初恋の再会は金木犀の香り
「ホントに?」
「そうなの、覚えてくれていて嬉しかった」
「へぇ。よかったじゃない! それでいきなり告白なんて、すごいね。ドラマみたい」

 碧は嬉しそうに微笑んだ。

「明日はさっそく朝からデート?」
「うん、でも待ち合わせは昼から。午前中は予定があるそうでね」

 そこまで答えて碧は口を噤み、急にクスクスと笑いだした。

「碧?」

「やだわ、私。浮かれて自分からぺらぺらしゃべっちゃって。そうなの、ドライブに行くのよ。でも看病もあるだろうから、あまり長くは無理じゃないかって思ってる。遙が期待しているようなことはないと思うけど」

 おどけて話す碧に微笑み返すと、遥は少し表情を固くした。

「先代社長、どんな具合なの?」
「……まだ意識も戻っていないそうなの。戻っても、リハビリを含めて長い道のりになりそうだって。やっぱり復帰は難しいみたい」
「そう……ねぇ」
「なに?」
「近い将来、我が社の社長夫人になる可能性が高い碧さん」

 その瞬間、碧の顔が真っ赤になった。

「やだ、遥、からかわないで」
「そうじゃないわよ。社長夫人の役目も大変だけど、嫁として看病が大変じゃないのかなって心配してるの」
「……あ」
「頑張り屋さんの碧のことだから、手を抜かず尽くすんだろうけど。あまり無理しないでね」

 碧は遙の優しさを感じつつ、頷いた。

「ところで私も報告があるの。結婚、決まったわ」

 碧が、え? という顔をした。

「レギュラー番組も取れたし、安定してきたからそろそろって。一般人だから公にはしないし、私の生活が変わるわけじゃないけどね」
「おめでとう!」

 思わず叫んで立ち上がった碧は、周囲の注目を浴びて慌てて座り直した。

「おめでとう。よかったね」

 今度は声を潜めて繰り返した。

「まぁね。

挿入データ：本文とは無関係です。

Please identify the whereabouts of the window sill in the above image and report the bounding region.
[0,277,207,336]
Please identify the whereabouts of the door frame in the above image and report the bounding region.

人気が出て、綺麗な女優さんに乗り換えられても太刀打ちできないし、その時は諦めようって思ってたから、正直ホッとしたわ。けど、ダイヤの指輪を貰ったら、やっぱり頑張って耐えてきてよかったって実感したよ。身内とホントに親しい友人だけ呼んで、小ぢんまりした結婚式をしようと話しているの。碧、来てくれるよね?」

「もちろんよ! わー、嬉しい」
「仕事の関係もあるから、なるべく早くしようと思ってる。決まったら連絡するね」
「うん! 楽しみにしてるから」

 嬉しいこと続きの碧の顔は晴れやかだった。